Richard Waters raises some good questions in his post yesterday to the Financial Times’ Tech Blog, as he investigates Google’s practice of placing its own products at the top of its search result pages.
Ben Edelman, an assistant professor at Harvard Business School, concludes that Google’s practice of overriding its normal algorithmic results to put a Google answer first is now common. He experimented with a real estate query and “found that nearly half the screen real estate on a search results page was taken up with Google services.” (And we at FairSearch.org have seen this before with Google Maps, Google News and Google Products.)
When asked about preferential display of Google products, Amit Singhal, head of search quality at Google responded: “Our tendency tends to be, when a [Google] product has become popular with its users, then it’s OK to show it.”
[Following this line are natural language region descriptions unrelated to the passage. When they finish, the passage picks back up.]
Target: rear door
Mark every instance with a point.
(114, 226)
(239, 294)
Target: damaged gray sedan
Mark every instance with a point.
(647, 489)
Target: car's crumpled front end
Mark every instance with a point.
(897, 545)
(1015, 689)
And this is where it gets tricky. Waters asks: “Is it only a tendency, what does ‘popular’ mean, and what’s the cause and effect here – do services only prove their popularity after they appear at the top of the search results? And does it matter if a rival service might actually have produced a better overall result for the user?”
All very good questions. And soon, if the Justice Department does not move to challenge Google’s proposed bid of ITA Software, the same troubling questions will become very real with regards to Google’s plans to use the acquisition to advantage its own travel product over ITA’s current customers.